“A girl!” Tom Smith’s cruel eyes lightened with eagerness. “Have you seen a girl with him? a kid about twelve-year old? When? Now? Are you sure? Why, ’twas she that stole him!”
“What should a child of that age want to steal a dog for?” asked one of the other men.
“Better ask her, if you want to know!” retorted the other, rudely. “I’ll give ’ee another shilling if you can help me lay my hands on the both of them.”
“Right you are,” agreed Bob, promptly, and without a single qualm of conscience. “We’d better start; ’tis about four miles from here they live, and it’ll be dark soon.”
“Ugh!” Tom Smith looked vexed; he was a lazy man, and he did not relish the prospect of a four miles’ tramp. “I’ve got to wait for my old woman to come back,” he muttered.
Emma Smith was going round the town with a big basket of tins and brushes and things, trying to sell some, while he hung about the public-house, enjoying himself doing nothing. Her round was a long one, and few people seemed tempted to buy of such a slovenly, disagreeable-looking woman, one who grew rude too, if people did not want any of her goods.

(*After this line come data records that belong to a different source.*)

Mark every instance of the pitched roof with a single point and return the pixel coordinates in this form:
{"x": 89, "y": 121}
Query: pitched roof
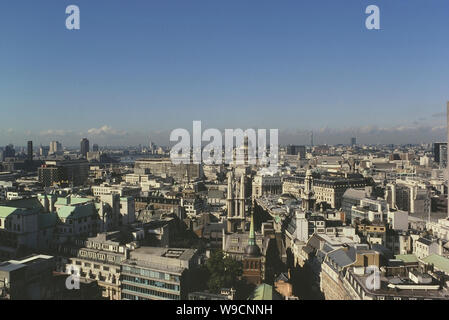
{"x": 264, "y": 292}
{"x": 407, "y": 257}
{"x": 440, "y": 262}
{"x": 77, "y": 212}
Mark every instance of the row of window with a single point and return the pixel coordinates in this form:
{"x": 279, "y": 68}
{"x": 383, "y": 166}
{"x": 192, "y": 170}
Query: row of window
{"x": 148, "y": 292}
{"x": 152, "y": 283}
{"x": 151, "y": 274}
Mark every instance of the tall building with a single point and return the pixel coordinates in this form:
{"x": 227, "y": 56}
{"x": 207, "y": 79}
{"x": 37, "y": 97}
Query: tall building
{"x": 447, "y": 168}
{"x": 236, "y": 205}
{"x": 9, "y": 151}
{"x": 153, "y": 273}
{"x": 60, "y": 171}
{"x": 84, "y": 147}
{"x": 30, "y": 151}
{"x": 44, "y": 151}
{"x": 443, "y": 156}
{"x": 297, "y": 150}
{"x": 55, "y": 147}
{"x": 437, "y": 151}
{"x": 252, "y": 261}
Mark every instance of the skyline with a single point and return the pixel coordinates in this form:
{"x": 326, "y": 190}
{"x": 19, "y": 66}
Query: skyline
{"x": 143, "y": 70}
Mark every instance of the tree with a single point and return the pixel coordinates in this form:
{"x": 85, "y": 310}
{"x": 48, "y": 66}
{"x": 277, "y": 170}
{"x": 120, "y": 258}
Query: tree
{"x": 224, "y": 271}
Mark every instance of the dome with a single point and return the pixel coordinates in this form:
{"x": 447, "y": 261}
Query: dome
{"x": 252, "y": 250}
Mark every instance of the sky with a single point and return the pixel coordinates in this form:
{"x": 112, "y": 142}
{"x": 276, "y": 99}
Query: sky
{"x": 138, "y": 69}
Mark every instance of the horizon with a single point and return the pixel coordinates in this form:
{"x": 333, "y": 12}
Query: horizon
{"x": 139, "y": 71}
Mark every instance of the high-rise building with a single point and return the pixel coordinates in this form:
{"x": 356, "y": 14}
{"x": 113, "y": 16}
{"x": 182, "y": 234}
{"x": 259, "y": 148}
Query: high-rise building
{"x": 84, "y": 147}
{"x": 297, "y": 150}
{"x": 30, "y": 151}
{"x": 59, "y": 171}
{"x": 55, "y": 147}
{"x": 9, "y": 151}
{"x": 437, "y": 151}
{"x": 44, "y": 150}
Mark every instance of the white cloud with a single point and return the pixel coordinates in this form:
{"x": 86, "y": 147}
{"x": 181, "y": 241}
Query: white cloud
{"x": 106, "y": 131}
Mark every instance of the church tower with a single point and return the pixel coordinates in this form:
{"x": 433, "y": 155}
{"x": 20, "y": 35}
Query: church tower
{"x": 252, "y": 261}
{"x": 308, "y": 198}
{"x": 236, "y": 203}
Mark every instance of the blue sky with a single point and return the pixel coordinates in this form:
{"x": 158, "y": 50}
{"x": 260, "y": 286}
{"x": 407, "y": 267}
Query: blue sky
{"x": 142, "y": 68}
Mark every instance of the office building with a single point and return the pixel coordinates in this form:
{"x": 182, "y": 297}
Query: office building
{"x": 30, "y": 151}
{"x": 84, "y": 147}
{"x": 157, "y": 273}
{"x": 63, "y": 171}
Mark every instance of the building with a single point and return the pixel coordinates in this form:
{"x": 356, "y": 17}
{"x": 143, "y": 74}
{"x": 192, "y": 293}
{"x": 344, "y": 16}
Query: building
{"x": 164, "y": 167}
{"x": 440, "y": 152}
{"x": 266, "y": 183}
{"x": 98, "y": 259}
{"x": 236, "y": 203}
{"x": 55, "y": 148}
{"x": 44, "y": 151}
{"x": 121, "y": 190}
{"x": 157, "y": 273}
{"x": 327, "y": 188}
{"x": 27, "y": 279}
{"x": 252, "y": 260}
{"x": 30, "y": 151}
{"x": 296, "y": 150}
{"x": 84, "y": 147}
{"x": 74, "y": 172}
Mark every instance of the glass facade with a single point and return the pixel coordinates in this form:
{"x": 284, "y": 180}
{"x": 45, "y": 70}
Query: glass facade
{"x": 142, "y": 284}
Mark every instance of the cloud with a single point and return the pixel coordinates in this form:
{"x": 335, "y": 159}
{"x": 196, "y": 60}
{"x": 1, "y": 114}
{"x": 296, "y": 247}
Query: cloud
{"x": 55, "y": 132}
{"x": 439, "y": 115}
{"x": 106, "y": 131}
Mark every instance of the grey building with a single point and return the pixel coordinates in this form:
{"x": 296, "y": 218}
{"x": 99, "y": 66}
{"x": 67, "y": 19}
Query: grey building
{"x": 153, "y": 273}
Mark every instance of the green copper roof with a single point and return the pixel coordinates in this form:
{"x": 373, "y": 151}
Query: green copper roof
{"x": 47, "y": 220}
{"x": 407, "y": 257}
{"x": 6, "y": 211}
{"x": 76, "y": 212}
{"x": 439, "y": 262}
{"x": 263, "y": 292}
{"x": 73, "y": 200}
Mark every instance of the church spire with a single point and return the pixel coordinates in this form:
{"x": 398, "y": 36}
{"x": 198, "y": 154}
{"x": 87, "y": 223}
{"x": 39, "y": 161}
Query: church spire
{"x": 252, "y": 236}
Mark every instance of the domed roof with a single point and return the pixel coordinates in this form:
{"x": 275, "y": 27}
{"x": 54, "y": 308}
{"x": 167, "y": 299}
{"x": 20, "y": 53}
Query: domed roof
{"x": 252, "y": 250}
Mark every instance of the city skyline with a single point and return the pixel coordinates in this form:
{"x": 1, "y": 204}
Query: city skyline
{"x": 179, "y": 62}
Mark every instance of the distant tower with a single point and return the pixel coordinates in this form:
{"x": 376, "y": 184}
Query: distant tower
{"x": 252, "y": 261}
{"x": 308, "y": 198}
{"x": 447, "y": 167}
{"x": 235, "y": 203}
{"x": 30, "y": 151}
{"x": 84, "y": 147}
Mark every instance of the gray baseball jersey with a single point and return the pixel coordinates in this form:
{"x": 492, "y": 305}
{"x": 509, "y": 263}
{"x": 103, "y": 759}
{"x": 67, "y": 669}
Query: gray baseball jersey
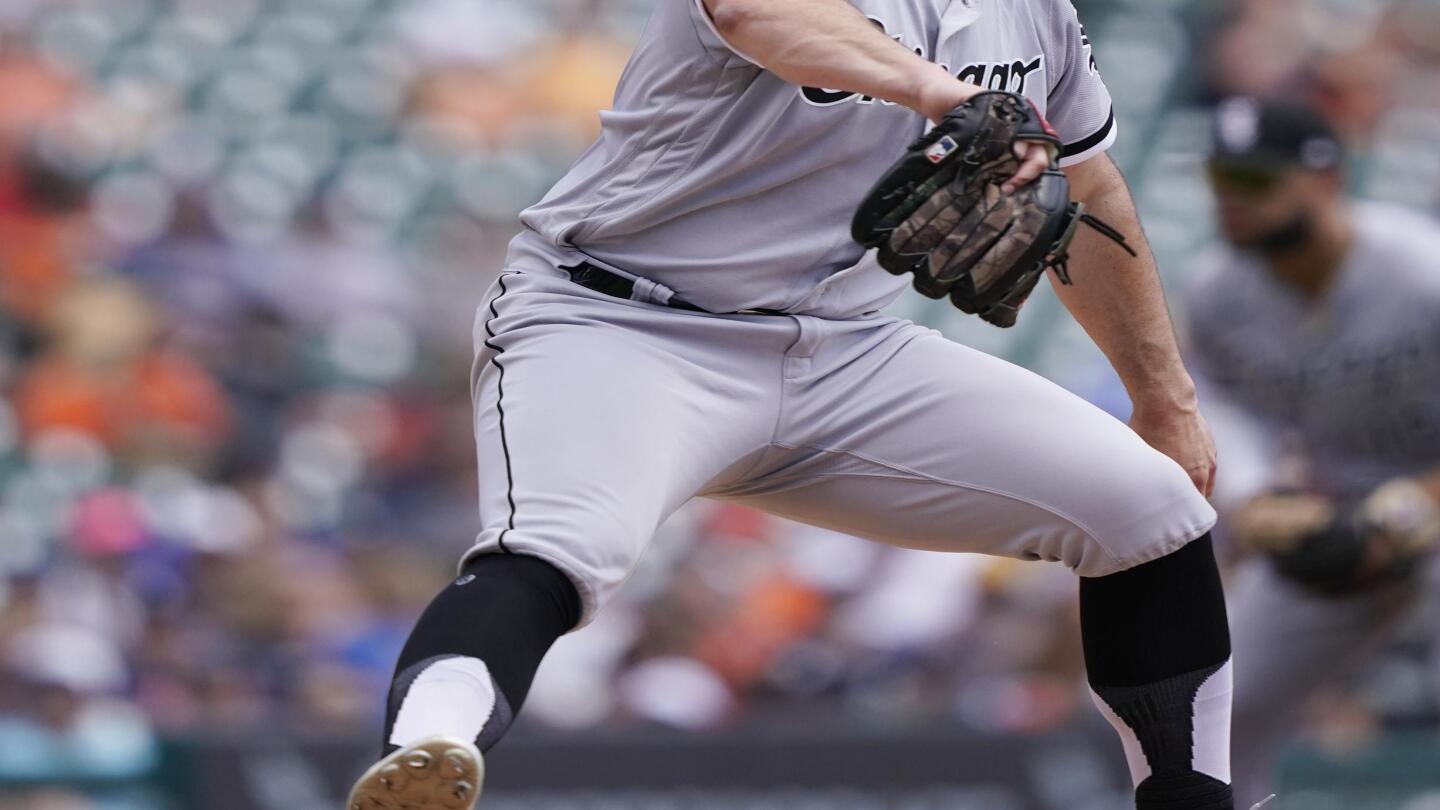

So it was that Huldah had got safely home without being overtaken, and once within that cosy kitchen felt herself safe from all danger. She little dreamed that at that moment the three persons she feared most in the world were starting out from Belmouth in search of her. Poor Huldah!
It was six o’clock and quite dark by the time the trio, and Charlie and the van, reached Wood End; and many a time before they got there Bob Thorp would have thrown up the job, if he had not wanted the money so badly. For the whole of the four miles Tom Smith grumbled, bullied his wife, beat Charlie, and snapped and snarled at everyone and everything.
“I don’t wonder at anybody’s running away from you,” remarked Bob at last, losing all patience. “If I was your wife I’d do the same.”
Whereupon Tom snarled again with rage, “She’d better let me catch her trying it on, that’s all,” he said, threateningly, and glared at his wife, as though she had threatened to do so.
A little way beyond the village they drew up, and without troubling to ask anyone’s leave Tom drove the van into a field,—where they had no possible right to be, and poor tired Charlie and his tired mistress were left to themselves for, at any rate, a few minutes’ peace.
The two men walked on again in silence until they reached the top of Woodend Lane, There Bob Thorp drew up, and showed a decided disinclination to go any further.
“’Tis down there they live, the first cottage you come to; you can’t mistake it. There’s only an old woman, I b’lieve, besides the girl and the dog. I’d better keep away, ’cause they knows me, leastways the girl does, and—and the dog. If you’ll hand over that six bob now, I’ll be getting home. I’ve got a good step to go yet.”